その前に、そもそも「金融商品チックな不動産」って、何なのでしょう?よく考えれば不動産だって、金融商品の一種ではないですか?

確かに、不動産は「投資」や「収益」が成り立つものなので、広い意味で金融商品ですよね。よく聞く話ですが、金融商品カテゴリを横軸に並べて「預貯金=低リスク、低リターン」、「不動産=中リスク、中リターン」、「株式=高リスク、高リターン」だと…見方によっては、そういう整理もアリでしょう。

 

ただ、私のような「なんとかの一つ覚えみたいに不動産ばっかりやってる」者からみると、不動産(特に住居系)は他の金融商品と著しく違う特徴があると思います。特に重要なポイントは、

「保有中の運営」によって、収益が大きく左右される。

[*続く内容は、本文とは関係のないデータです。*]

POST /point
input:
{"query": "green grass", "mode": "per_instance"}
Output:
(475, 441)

つまり、どの場所にどんな建物が建つかと同時に、誰がどういう運営するかによって、収益は段違いに変わりうる。

 

たとえばの話、東京23区内の駅近だって、腐った建物たくさんありますよね?オーナーが長年放置プレーして、メンテもろくにせず、誰も住まず、相続税におびえるだけの「負」動産が…でも、それを再生して、エアビーとか使って短期貸しして、利回り20%出してる賢いオーナーだってたくさんいるわけです。つまり、同じ場所・建物でも、誰がオーナーやるか、どんな管理手法をとるかによって、ぶっちゃけ、収益が0~20%の幅で変動する。

…そんな「典型的不動産」の世界で暮らしている、私のような者からみると、「利回り保証、買取保証」つきの不動産投資商品は、たとえ土地建物の権利があっても、不動産らしくみえない。なぜなら、「誰がオーナーになっても、収益は一緒だから…」。

 

いま、ちょうどカレーが食いたいので、カレーでたとえてみますね。

金融商品チックな不動産を選ぶことって、例えば「ココイチ」に行って、メニュー見て、「牛メンチかつカレー」にしようかな~、「鶏つくねと根菜の和風カレー」しようかな~と、思案するようなもの。

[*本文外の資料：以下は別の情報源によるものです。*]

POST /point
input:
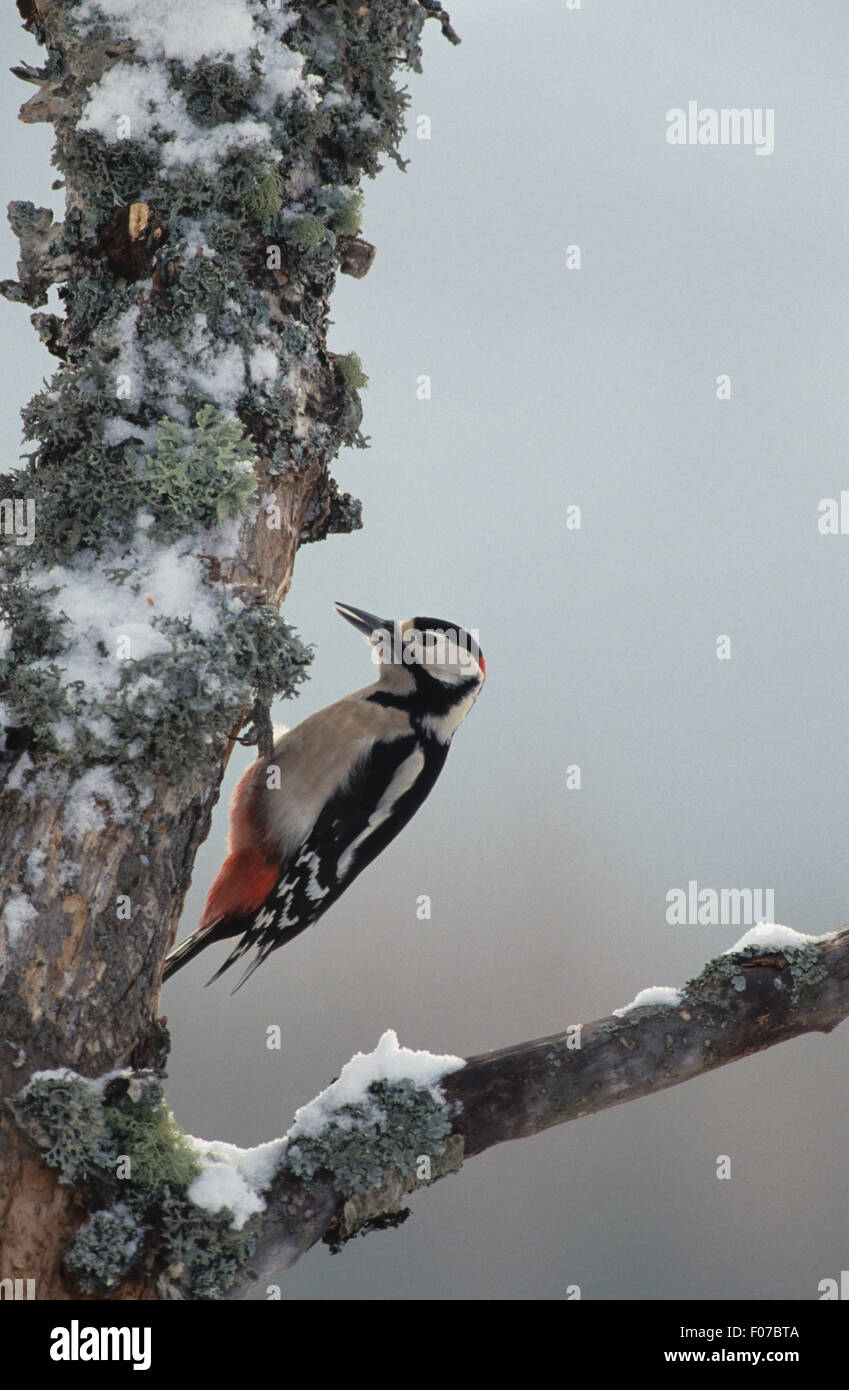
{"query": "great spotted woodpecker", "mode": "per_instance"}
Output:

「牛メンチかつカレー」を頼めば、愛知でも東京でも、全国どの店舗でも、基本的に同じレシピの食べ物が出てきます。それを美味しいと思うか、いまいちと思うかは各人次第ですが、商品自体は同じです。

 

一方で、通常の住宅不動産を選ぶことは、ジャガイモ、ニンジン、玉ねぎ、豚小間切れ肉、カレールーといった材料を渡されて、自分で調理するようなものだと思います。

カレーの作り方は、大雑把なレベルでは、食材を柔らかく煮てカレールーを混ぜてじっくり煮る…という基本は同じでも、材料の切り方、火加減、調理時間によって、味が全く違ってしまう。つまり、誰が物件選ぶか、誰が保有・運用するかで、全く結果が違ってしまう。

 

どちらが良いかは、個人のセンス・価値観次第です。手間かけずに定額をチャリンチャリンが良いなら、金融商品系プロダクトが良いでしょう。一方で、私みたいな不動産ラバーは、「誰が保有しても同じ収益、みたいな物件は面白くない」と感じます。

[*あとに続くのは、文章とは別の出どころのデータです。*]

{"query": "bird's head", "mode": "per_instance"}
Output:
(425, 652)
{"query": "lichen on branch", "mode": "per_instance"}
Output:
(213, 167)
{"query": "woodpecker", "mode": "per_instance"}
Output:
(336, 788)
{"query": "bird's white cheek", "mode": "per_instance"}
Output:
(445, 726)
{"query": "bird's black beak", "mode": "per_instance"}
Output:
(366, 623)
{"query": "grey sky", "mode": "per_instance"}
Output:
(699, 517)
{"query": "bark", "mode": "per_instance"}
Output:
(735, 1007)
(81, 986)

あと、不動産ラバーであるほど、「出口の時期を自分で決められないことにストレスを感じるものです。だから我々は通常、買取保証とかよりも、二次マーケット(=いつでも売れる旺盛な売買需要)の分厚さを考えて投資判断をします。

 

そろそろ本題に戻りますが、なぜ、海外不動産は金融商品チックなものが売れるのか?

それは、「海外において、いわゆる不動産運営の敷居が高い」と思っている方が多いからだと思います。海外不動産のオーナーとなるのは(お金があれば)簡単だけど、言葉も違う商習慣も違う、土地勘もない、管理会社だって心もとない…そんな環境下で、どうやって物件を運用して、収益をあげるのか?

海外に物件持ってみたいけど、不安に苛まれたくないし、損もしたくない。であれば金融商品的な方が話が分かりやすいし、大手の実績ある会社が買い取ってくれる方が、自分が運営するより収益も高そうだし安心だ…ということなのでしょう。

 

つまり、情報とスキルの問題なのでしょうね。金融商品チックなものと通常の住居物件、どちらも良し悪しがありますし、どちらを選んでも良いでしょう。ただ、日本で「不動産ラバー」として楽しく収益を上げておられる方は、海外でも「不動産ラバーの遊び心」をガッツリ満足させる、通常の住居物件を選んだ方が、たぶんハッピーになれると思いますが、現時点ではそういう情報が質量ともに足りていないのです。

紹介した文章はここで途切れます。